A dig about the size of a soccer field and likely several stories deep now sits just meters from the aging reactor at the Shimon Peres Negev Nuclear Research Center near the city of Dimona. The facility is already home to decades-old underground laboratories that reprocess the reactor’s spent rods to obtain weapons-grade plutonium for Israel’s nuclear bomb program.
What the construction is for, however, remains unclear. The Israeli government did not respond to detailed questions from the AP about the work. Under its policy of nuclear ambiguity, Israel neither confirms nor denies having atomic weapons. It is among just four countries that have never joined the Non-Proliferation Treaty, a landmark international accord meant to stop the spread of nuclear arms.
The construction comes as Israel — under Prime Minister Benjamin Netanyahu — maintains its scathing criticism of Iran’s nuclear program, which remains under the watch of United Nations inspectors unlike its own. That has renewed calls among experts for Israel to publicly declare details of its program.
What “the Israeli government is doing at this secret nuclear weapons plant is something for the Israeli government to come clean about,” said Daryl G. Kimball, executive director of the Washington-based Arms Control Association.
With French assistance, Israel began secretly building the nuclear site in the late 1950s in empty desert near Dimona, a city some 90 kilometers (55 miles) south of Jerusalem. It hid the military purpose of the site for years from America, now Israel’s chief ally, even referring to it as a textile factory.
With plutonium from Dimona, Israel is widely believed to have become one of only nine nuclear-armed countries in the world. Given the secrecy surrounding its program, it remains unclear how many weapons it possesses. Analysts estimate Israel has material for at least 80 bombs. Those weapons likely could be delivered by land-based ballistic missiles, fighter jets or submarines.
For decades, the Dimona facility’s layout has remained the same. However, last week, the International Panel on Fissile Materials at Princeton University noted it had seen “significant new construction” at the site via commercially available satellite photos, though few details could be made out.
Satellite images captured Monday by Planet Labs Inc. after a request from the AP provide the clearest view yet of the activity. Just southwest of the reactor, workers have dug a hole some 150 meters long and 60 meters wide. Tailings from the dig can be seen next to the site. A trench some 330 meters runs near the dig.
Some 2 kilometers west of the reactor, boxes are stacked in two rectangular holes that appear to have concrete bases. Tailings from the dig can be seen nearby. Similar concrete pads are often used to entomb nuclear waste.

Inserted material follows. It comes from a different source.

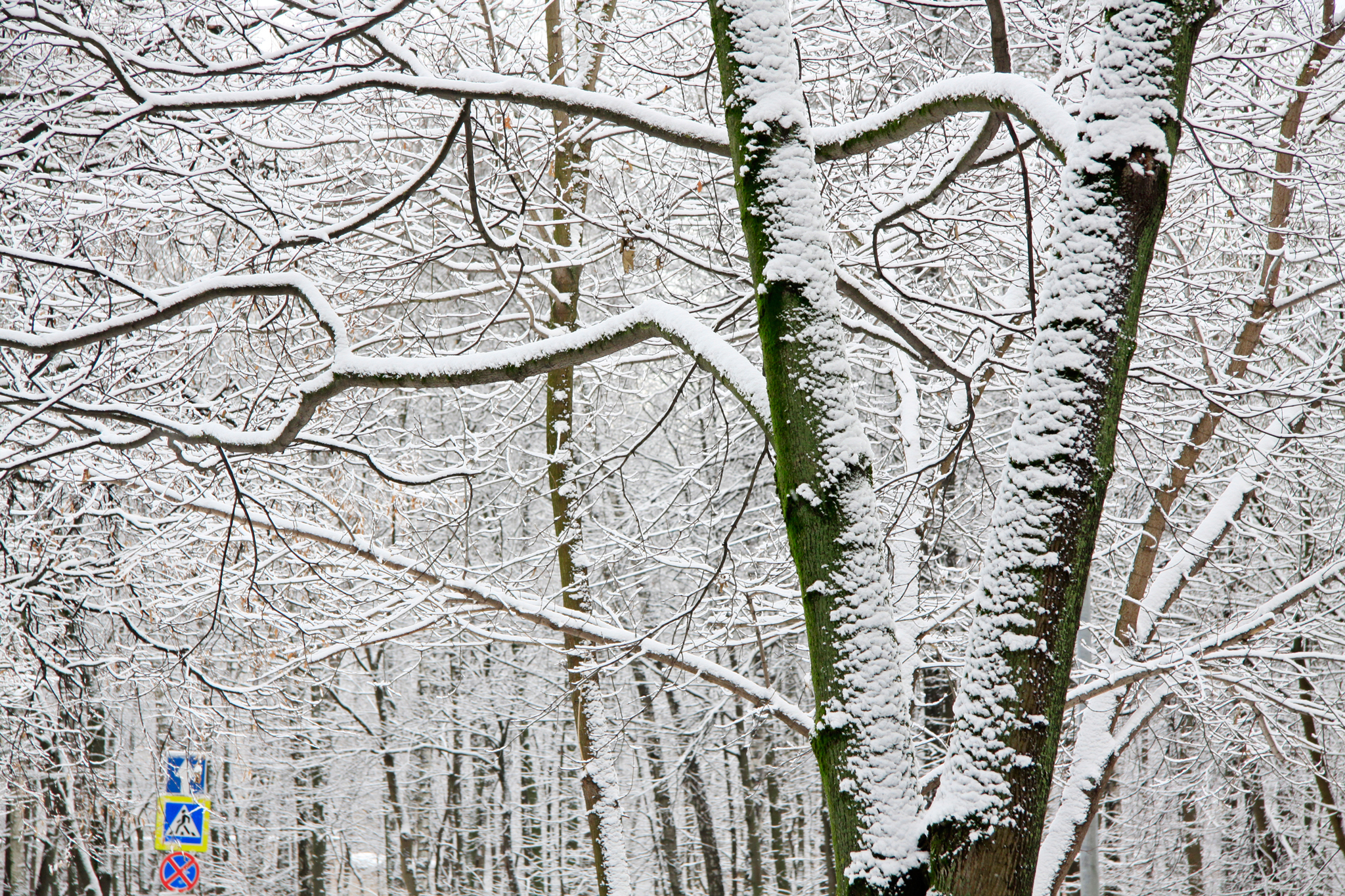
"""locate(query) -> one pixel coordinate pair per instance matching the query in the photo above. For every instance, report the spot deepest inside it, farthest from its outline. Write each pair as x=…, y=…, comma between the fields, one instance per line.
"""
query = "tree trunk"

Other images from Planet Labs suggest the dig near the reactor began in early 2019 and has progressed slowly since then.
“I believe that the Israeli government is concerned to preserve and maintain the nation’s current nuclear capabilities,” said Avner Cohen, a professor of nonproliferation studies at the Middlebury Institute of International Studies at Monterey, who has written extensively on Dimona.
“If indeed the Dimona reactor is getting closer to decommissioned, as I believe it is, one would expect Israel to make sure that certain functions of the reactor, which are still indispensable, will be fully replaced.”
Kimball, of the Arms Control Association, suggested Israel may want to produce more tritium, a relatively faster-decaying radioactive byproduct used to boost the explosive yield of some nuclear warheads. It also could want fresh plutonium “to replace or extend the life of warheads already in the Israeli nuclear arsenal,” he added.